How does Lambert's W behave near ∞?

Solution 1:

According to Theorem 2.7 of this paper, for every $x \geq e$, $$ \log x - \log \log x + \frac{1}{2}\frac{{\log \log x}}{{\log x}} \le W(x) \le \log x - \log \log x + \frac{e}{{e - 1}}\frac{{\log \log x}}{{\log x}} $$ (with equality only for $x=e$). Note that $\frac{e}{{e - 1}} \approx 1.582$.

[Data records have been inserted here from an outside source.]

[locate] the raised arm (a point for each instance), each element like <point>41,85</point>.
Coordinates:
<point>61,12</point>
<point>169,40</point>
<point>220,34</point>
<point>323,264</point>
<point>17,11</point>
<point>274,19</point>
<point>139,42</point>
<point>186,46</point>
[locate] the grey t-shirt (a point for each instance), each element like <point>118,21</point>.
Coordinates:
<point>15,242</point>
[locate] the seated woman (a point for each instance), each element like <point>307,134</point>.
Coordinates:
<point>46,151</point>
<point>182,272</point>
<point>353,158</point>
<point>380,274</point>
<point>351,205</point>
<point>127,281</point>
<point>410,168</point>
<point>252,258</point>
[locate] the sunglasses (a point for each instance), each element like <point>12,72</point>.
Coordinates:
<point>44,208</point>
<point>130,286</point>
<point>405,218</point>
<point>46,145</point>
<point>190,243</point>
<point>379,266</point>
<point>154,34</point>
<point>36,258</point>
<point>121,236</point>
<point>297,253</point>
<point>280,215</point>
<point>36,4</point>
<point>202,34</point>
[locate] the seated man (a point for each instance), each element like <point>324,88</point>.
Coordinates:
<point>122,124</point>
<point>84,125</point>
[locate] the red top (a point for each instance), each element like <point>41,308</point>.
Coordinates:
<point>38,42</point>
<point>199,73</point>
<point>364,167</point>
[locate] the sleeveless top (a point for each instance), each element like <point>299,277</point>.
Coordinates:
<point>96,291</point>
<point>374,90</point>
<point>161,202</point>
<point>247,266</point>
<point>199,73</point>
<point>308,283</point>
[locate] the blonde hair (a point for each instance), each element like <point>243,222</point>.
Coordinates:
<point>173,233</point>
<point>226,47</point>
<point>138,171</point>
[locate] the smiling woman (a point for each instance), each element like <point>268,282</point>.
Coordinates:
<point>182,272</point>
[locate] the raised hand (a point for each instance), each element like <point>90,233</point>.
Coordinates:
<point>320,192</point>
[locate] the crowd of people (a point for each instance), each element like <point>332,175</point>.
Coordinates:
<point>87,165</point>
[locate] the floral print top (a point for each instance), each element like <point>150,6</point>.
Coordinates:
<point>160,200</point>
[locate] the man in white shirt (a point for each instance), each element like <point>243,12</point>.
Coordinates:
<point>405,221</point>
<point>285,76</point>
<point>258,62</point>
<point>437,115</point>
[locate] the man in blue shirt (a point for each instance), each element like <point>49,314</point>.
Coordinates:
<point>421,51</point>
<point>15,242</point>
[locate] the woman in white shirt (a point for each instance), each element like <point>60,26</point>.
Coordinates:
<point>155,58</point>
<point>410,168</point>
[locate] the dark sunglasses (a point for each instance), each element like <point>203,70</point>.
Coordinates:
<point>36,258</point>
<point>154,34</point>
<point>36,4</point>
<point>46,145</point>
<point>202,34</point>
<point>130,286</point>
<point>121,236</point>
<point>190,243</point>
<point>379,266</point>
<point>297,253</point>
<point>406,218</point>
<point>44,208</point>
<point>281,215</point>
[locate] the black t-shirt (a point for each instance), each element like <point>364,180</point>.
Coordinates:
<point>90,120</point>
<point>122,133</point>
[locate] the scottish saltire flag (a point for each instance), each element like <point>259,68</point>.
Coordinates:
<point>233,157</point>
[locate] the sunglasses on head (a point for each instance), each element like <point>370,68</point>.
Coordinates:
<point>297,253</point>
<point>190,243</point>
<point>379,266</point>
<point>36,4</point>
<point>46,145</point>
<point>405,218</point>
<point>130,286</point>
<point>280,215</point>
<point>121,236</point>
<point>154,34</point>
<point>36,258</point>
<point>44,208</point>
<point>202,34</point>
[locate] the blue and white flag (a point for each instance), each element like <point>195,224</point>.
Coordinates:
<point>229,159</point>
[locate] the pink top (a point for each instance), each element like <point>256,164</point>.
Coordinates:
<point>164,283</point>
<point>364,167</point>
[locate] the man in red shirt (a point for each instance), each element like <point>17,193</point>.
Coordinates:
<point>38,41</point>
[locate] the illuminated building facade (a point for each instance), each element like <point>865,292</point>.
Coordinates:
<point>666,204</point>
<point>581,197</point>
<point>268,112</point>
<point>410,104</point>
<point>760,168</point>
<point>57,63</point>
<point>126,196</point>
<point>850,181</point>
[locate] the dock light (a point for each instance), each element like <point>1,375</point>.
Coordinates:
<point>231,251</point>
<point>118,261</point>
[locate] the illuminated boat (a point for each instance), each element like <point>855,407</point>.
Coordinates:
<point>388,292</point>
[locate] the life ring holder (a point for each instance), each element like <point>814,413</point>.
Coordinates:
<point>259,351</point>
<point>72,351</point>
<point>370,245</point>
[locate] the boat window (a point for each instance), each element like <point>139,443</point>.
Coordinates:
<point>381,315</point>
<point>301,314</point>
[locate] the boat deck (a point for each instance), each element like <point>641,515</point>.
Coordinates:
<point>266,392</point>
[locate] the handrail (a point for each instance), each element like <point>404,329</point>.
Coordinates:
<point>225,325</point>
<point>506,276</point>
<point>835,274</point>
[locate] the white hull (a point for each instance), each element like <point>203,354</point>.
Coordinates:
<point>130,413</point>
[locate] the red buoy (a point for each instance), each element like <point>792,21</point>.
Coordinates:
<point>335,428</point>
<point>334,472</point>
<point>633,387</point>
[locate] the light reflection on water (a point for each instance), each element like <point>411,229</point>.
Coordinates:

EDIT (cf. Juan's answer). According to Wolfram MathWorld, an asymptotic formula which yields reasonably accurate results for sufficiently large $x$ is $$ W(x) = L_1 - L_2 + \frac{{L_2 }}{{L_1 }} + \frac{{L_2 ( - 2 + L_2 )}}{{2L_1^2 }} + \frac{{L_2 (6 - 9L_2 + 2L_2^2 )}}{{6L_1^3 }} $$ $$ + \frac{{L_2 ( - 12 + 36L_2 - 22L_2^2 + 3L_2^3 )}}{{12L_1^4 }} + \frac{{L_2 (60 - 300L_2 + 350L_2^2 - 125L_2^3 + 12L_2^4 )}}{{60L_1^5 }} + O\bigg[\bigg(\frac{{L_2 }}{{L_1 }}\bigg)^6 \bigg], $$ where $$ L_1 = \log x $$ $$ L_2 = \log \log x. $$ Useful references can be found in that link.

Solution 2:

One of the original papers by Corless et al. on the Lambert function gives the following series expansion at $\infty$ for the (principal branch of the) Lambert function:

$$W_0(z)=\ln\;z-\ln\ln\;z+\sum_{n=1}^\infty\left(\frac{-1}{\ln\;z}\right)^n \sum_{m=1}^n (-1)^m \left[n\atop{n-m+1}\right]\frac{(\ln\ln\;z)^m}{m!}$$

where $\left[n\atop m\right]$ is a Stirling cycle number.